You could also use the hot towel method, but not with really hot water like you use on their backs.

And yes, I put the right side of the girth on first since the elastic goes on the left, if it's a little snug that side can stretch easier.


----------



## toosleepy (Jan 14, 2009)

do you keep him outside all day or is he in a barn? my horse's legs get the same way. since he's in a heated barn ( not warmer than 40 deg) i just shave them.


----------



## ohhellneely (Dec 18, 2008)

Cowboy Magic Green Spot Remover works pretty good.
You can try rubbing them down with a warm towel and see if you can lift some of the dirt off.

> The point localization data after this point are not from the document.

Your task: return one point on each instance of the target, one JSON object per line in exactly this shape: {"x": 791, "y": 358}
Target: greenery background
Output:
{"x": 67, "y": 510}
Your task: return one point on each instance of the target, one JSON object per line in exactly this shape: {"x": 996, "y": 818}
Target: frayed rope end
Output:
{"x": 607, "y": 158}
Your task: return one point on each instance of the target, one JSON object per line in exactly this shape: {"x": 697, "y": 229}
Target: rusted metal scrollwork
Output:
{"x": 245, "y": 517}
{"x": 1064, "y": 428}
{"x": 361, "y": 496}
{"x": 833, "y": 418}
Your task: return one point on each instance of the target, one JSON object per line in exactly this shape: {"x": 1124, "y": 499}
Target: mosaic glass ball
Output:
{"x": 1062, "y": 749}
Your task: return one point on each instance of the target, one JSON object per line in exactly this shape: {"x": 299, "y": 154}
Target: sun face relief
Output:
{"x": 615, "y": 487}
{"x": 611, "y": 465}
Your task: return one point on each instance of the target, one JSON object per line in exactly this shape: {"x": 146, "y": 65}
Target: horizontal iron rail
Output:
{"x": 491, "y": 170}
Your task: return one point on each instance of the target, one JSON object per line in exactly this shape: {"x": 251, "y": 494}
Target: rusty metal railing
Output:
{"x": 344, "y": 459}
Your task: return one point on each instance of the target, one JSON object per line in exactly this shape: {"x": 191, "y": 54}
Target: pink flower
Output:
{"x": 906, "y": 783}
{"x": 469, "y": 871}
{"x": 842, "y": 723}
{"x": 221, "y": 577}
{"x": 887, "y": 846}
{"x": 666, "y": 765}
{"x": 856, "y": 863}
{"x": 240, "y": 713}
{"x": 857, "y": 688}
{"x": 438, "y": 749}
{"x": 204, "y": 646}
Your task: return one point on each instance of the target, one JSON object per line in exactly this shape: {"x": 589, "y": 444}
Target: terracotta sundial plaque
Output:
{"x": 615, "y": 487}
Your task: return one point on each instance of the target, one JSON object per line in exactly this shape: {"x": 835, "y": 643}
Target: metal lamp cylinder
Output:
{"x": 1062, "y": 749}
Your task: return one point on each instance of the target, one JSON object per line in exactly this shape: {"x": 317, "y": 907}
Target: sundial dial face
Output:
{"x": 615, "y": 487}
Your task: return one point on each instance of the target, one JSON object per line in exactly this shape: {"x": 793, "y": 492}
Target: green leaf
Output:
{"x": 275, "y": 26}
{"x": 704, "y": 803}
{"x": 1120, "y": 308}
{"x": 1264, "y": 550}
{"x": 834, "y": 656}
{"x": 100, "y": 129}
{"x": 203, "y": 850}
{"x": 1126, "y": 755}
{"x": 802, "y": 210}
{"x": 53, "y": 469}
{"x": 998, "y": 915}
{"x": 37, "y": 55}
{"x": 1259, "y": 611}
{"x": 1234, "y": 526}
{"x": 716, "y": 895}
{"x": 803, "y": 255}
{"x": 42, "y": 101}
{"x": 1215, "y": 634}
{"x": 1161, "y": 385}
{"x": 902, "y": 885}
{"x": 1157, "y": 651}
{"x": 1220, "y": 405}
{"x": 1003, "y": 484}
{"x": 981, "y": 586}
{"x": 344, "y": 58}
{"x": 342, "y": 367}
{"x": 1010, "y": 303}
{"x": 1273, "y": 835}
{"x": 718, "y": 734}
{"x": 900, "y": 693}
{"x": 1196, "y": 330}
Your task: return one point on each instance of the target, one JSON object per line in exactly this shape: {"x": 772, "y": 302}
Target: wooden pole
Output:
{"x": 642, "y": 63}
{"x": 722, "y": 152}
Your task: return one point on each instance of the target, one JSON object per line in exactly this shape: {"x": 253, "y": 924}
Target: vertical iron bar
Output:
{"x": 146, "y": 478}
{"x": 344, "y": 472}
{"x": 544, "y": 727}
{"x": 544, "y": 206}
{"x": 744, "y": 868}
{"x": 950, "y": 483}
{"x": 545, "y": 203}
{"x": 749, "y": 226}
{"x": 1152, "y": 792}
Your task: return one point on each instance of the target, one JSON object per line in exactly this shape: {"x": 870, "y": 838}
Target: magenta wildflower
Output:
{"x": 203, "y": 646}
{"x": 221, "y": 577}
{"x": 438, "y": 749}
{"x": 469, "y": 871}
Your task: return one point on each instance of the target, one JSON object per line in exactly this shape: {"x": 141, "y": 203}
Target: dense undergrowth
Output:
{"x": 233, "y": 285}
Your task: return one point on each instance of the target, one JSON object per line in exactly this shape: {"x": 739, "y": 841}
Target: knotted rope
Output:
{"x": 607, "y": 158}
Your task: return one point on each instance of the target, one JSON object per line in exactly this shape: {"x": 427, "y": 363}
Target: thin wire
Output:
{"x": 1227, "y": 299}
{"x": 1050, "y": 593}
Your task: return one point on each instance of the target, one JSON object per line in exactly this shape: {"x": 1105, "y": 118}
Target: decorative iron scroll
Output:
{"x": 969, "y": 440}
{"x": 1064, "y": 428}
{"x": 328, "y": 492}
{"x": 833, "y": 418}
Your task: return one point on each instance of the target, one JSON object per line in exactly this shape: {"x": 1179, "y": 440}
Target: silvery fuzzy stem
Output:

Another thing a friend and I did was we would use rubbing alcohol, but that was only for shows because it dries the skin out.


----------



## Equuestriaan (Nov 5, 2008)

Thanks for all the tips! I don't own him so I doubt I could shave his legs... I was going to bring a towel to my lesson today but forgot, so I'm going to try that next time.


----------



## Shawken (Jan 27, 2009)

Ah, baby powder!

My gelding gets his legs hidious, and I promise it works wonders without using water.

 I love it,


----------



## IrishRider (Aug 7, 2008)

I recommend Cowboy Magic Yellow Out. It worked really well when I had a horse with white stockings.


----------



## jchunterjumper (Jan 30, 2009)

In the summer I use betadine scrub on my mares whites. It not only cleans their legs, but is will disenfect them. My usual ritual before a show is to scrub them with betadine, then the cowboy magic yellow out, then "spot" clean the really dirty spots (like knees) with the betadine again. After that I spray them with show sheen so the dirt will slip off if she gets dirty! Works well for me! The best thing is also to keep up on them, i clean my mares legs every ride in the summer, but then you have to be careful becuase they can dry out easily, so i sometimes uses human conditioner on them. Hope that helps. I dont have any real recondmentions for the winter other than to keep up on them and brush them with a soft curry often. you can also rub snow on them outside! The cold will not hurt their legs at all!


----------